Some in the solar industry oppose extending the auction process to all BLM land because they say it will slow down the very system it intends to speed up. There are about 9.6 million acres of prime solar land (with excellent solar potential within 25 miles of an energy corridor) in Nevada, according to BLM records.
  
The other problem is that it would take years for the BLM to complete environmental studies on all the parcels solar developers want in Nevada. The draft environmental impact statement for the solar energy study zones, for example, was started a year ago and isn’t expected to be completed for a few months. The final decision on whether all or parts of these zones should be made available for solar development isn’t expected until next year.
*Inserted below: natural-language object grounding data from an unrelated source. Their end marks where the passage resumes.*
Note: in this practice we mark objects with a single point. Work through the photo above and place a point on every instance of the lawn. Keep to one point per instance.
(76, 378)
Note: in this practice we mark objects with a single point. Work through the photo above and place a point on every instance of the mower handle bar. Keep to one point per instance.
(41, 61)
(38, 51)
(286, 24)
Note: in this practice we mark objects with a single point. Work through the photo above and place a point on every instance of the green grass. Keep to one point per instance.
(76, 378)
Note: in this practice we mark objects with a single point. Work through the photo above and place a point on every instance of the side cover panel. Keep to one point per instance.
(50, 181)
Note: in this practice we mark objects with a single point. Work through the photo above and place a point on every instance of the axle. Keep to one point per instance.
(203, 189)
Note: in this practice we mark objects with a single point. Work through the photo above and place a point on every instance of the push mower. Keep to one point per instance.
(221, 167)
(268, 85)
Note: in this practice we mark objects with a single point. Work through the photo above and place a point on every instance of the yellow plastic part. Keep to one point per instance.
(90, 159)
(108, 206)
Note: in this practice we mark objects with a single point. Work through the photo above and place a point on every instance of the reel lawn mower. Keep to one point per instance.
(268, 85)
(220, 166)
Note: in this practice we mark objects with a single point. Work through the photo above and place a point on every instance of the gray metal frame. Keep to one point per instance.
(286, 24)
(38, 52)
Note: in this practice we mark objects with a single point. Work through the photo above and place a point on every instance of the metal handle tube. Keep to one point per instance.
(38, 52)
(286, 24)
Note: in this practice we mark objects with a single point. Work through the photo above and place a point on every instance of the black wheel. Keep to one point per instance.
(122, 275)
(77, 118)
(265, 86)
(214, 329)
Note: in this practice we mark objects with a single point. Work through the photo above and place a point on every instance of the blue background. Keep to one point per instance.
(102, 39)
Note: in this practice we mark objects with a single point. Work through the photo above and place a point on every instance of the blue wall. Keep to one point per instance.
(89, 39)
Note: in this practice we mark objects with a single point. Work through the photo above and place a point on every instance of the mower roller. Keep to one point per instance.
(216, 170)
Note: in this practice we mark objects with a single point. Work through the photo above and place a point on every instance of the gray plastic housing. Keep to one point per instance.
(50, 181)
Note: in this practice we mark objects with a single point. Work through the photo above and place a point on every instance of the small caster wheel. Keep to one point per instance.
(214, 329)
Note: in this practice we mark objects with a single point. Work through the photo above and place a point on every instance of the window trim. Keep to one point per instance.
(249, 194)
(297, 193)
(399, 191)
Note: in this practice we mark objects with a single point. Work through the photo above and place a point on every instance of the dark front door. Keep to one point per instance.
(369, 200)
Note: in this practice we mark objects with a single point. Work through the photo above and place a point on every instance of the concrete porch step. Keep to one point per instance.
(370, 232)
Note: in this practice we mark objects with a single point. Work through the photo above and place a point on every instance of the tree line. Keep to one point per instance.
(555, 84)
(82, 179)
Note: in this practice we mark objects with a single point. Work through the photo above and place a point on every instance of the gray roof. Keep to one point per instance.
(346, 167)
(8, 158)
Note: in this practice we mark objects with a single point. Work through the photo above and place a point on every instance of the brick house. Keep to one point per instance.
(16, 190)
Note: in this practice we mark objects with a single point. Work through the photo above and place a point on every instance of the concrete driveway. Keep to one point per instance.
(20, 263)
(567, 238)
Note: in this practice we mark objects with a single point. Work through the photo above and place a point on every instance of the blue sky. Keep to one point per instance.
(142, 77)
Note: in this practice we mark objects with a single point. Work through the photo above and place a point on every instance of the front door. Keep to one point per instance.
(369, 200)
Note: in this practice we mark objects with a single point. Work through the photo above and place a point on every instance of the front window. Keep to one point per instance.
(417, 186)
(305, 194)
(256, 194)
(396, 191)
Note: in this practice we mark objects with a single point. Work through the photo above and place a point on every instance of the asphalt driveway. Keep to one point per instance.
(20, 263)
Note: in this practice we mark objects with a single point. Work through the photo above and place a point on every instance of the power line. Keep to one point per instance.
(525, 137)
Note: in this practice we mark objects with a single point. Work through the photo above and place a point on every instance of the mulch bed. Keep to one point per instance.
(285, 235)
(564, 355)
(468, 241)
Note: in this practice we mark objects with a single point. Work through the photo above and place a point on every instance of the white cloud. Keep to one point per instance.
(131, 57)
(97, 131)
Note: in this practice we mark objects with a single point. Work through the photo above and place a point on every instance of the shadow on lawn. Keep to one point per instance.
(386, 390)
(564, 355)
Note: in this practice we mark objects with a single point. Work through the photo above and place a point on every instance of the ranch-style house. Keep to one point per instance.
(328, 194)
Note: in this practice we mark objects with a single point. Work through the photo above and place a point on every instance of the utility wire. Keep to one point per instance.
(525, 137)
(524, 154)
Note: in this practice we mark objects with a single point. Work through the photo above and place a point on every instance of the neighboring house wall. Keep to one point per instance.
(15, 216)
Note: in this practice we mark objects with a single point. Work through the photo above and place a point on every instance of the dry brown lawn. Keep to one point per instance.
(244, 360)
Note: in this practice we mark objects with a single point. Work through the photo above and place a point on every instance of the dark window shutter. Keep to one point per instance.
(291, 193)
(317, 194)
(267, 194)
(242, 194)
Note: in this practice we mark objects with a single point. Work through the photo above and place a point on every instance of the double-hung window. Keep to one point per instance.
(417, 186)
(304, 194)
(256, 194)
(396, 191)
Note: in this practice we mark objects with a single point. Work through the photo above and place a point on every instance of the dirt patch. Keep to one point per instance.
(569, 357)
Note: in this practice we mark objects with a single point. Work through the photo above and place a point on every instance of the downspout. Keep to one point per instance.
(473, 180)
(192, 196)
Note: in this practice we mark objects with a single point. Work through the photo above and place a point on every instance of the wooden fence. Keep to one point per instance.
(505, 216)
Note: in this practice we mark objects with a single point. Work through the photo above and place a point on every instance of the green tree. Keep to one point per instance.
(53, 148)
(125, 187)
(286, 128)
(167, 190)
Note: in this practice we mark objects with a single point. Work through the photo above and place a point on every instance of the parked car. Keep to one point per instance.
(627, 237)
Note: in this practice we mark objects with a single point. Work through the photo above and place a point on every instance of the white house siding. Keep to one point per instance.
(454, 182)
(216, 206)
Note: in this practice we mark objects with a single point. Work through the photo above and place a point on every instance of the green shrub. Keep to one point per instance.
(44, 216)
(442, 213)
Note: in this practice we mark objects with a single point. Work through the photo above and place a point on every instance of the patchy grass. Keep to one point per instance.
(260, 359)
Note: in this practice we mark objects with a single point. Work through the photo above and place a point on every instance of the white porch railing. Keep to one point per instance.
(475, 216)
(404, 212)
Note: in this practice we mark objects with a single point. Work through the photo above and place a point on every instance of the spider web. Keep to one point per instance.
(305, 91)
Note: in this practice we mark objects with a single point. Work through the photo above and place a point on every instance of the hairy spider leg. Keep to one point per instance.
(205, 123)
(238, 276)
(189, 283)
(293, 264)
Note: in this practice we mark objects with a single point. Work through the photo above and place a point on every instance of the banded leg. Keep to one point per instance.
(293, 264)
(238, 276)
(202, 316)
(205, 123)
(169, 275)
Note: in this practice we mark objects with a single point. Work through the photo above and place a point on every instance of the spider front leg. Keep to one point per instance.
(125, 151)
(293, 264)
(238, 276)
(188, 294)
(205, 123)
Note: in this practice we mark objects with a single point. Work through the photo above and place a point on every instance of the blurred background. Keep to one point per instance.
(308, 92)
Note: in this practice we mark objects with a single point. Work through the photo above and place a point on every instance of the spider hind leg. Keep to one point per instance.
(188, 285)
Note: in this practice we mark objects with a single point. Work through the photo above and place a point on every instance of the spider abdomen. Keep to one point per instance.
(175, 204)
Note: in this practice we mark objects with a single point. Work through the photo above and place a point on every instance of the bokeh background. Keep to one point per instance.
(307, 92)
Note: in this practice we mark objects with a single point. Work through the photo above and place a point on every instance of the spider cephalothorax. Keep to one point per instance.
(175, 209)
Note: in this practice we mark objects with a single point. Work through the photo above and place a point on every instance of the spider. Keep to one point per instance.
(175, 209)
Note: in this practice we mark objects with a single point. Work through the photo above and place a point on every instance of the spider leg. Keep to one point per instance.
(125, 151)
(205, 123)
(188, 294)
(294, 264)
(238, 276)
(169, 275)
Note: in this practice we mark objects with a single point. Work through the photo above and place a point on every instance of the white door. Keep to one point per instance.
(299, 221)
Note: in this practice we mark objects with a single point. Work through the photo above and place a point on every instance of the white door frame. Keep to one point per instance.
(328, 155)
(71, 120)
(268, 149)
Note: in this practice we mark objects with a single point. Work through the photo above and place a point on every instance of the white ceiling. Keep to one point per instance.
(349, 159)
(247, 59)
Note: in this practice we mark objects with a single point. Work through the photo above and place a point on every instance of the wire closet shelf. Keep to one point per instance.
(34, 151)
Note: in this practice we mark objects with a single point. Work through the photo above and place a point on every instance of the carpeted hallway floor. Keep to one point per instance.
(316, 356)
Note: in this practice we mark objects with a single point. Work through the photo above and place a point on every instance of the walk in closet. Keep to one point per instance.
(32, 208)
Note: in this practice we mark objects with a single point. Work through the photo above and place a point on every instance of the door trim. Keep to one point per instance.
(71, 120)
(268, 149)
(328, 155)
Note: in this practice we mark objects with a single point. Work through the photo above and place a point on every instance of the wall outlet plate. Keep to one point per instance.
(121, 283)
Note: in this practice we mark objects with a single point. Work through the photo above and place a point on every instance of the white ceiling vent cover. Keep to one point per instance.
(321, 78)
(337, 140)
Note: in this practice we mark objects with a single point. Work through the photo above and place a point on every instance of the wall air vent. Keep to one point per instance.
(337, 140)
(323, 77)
In the meantime, solar developers are waiting for the land to come to auction. But winning the auction and getting permission to build the plant are two very different things. The solar developers with the winning bids would still have to submit follow-up environmental assessments to show what impacts their projects would have.

Under the new plan, solar developers would bid at auction for leases on parcels in designated solar development zones and would be expected to pay royalties on any income they generate there, although the legislation also allows for deferral or reduction of royalties for the first five years of the lease. The land is considered more valuable because the BLM will have completed most of the requisite resource analyses and environmental impact studies.

It’s not just the money that would go to the state and the county that makes this important. Fifteen percent of the revenue from leases, fees and royalties would go to BLM’s renewable energy permit processing centers in Nevada, and 35 percent would be fed into a fund to mitigate the impacts of renewable energy development on public land in the state and county.

The system is modeled after that used for geothermal energy and mineral land leases on public land across the nation.  With the geothermal lease auctions, half of lease, fee and royalty revenues go to home states and a quarter of the revenues to home counties, with geothermal developers responsible for mitigation. Since the law was implemented in 2007, Nevada counties have taken in nearly $17.8 million and the state has gotten about $35.6 million.

Currently solar developers cannot simply sign a lease for approved BLM land, but instead must undergo extensive application and permitting processes to get a lease through the existing rights-of-way process. This process is designed for less exclusive land uses such as livestock grazing or laying pipes or transmission lines in slim corridors, but has been adapted by the BLM to solar and wind projects because the agency lacks any other congressionally mandated process.